Statement of Terry O’Neill, President of National Organization for Women on White House Report on Women and Girls of Color

Washington, D.C. – The White House report “Women and Girls of Color: Addressing Challenges and Expanding Opportunity,” was released today in response to the calls of the African American Policy Forum and many allied advocates, including NOW, for a realignment of the My Brother’s Keeper initiative (MBK).  Unfortunately, it misses the mark.

The report catalogues the Administration’s accomplishments for women — all women — while noting that many girls and women of color benefit from those policies.  It also invokes the concept of intersectionality, noting that “the challenges women and girls of color face … often lie at the intersection of race and gender.”

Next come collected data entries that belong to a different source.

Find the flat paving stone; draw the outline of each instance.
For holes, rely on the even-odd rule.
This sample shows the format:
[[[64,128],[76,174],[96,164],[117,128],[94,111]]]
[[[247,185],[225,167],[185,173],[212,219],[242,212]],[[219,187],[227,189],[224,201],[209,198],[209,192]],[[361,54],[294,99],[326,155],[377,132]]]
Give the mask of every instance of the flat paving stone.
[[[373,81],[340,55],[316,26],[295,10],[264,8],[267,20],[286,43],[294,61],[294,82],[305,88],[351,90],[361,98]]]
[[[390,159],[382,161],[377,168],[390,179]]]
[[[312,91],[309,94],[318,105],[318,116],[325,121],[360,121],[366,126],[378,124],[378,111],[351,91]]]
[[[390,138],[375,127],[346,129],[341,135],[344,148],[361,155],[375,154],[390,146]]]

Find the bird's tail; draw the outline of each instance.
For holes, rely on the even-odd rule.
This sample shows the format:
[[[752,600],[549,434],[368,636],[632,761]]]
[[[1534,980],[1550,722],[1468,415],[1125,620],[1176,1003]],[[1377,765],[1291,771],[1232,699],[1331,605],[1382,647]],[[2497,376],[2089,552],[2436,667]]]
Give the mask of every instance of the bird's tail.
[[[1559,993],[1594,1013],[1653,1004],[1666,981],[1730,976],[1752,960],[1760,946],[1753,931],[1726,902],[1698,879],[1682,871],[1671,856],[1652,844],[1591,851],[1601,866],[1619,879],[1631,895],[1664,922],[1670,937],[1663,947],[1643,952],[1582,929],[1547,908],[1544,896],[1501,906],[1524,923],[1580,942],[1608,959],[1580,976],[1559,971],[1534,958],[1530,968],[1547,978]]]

But the report’s announcement of an initiative parallel to MBK, a “Working Group on Challenges and Opportunities for Women and Girls of Color”, is the wrong response. Firstly, separate is not equal.  Besides, by design, parallel initiatives are not intersectional.

NOW continues to believe that, to be an effective initiative, MBK needs to address the entirety of the problem of racial injustice: the gender-neutral racial barriers boys and girls share in common — like inadequate schools, households with below-poverty incomes, and crumbling infrastructure — as well as gendered racial stereotypes (for example, that boys and men of color are dangerous; that girls of color are sexually promiscuous; or that single mothers of color are bad parents).

We call on the White House to realign MBK’s frame by including girls and women of color, recognizing that racism is often gendered, and that all the members of communities of color are entitled to justice, equally and together.

For women and girls of color, it’s not yet time to celebrate.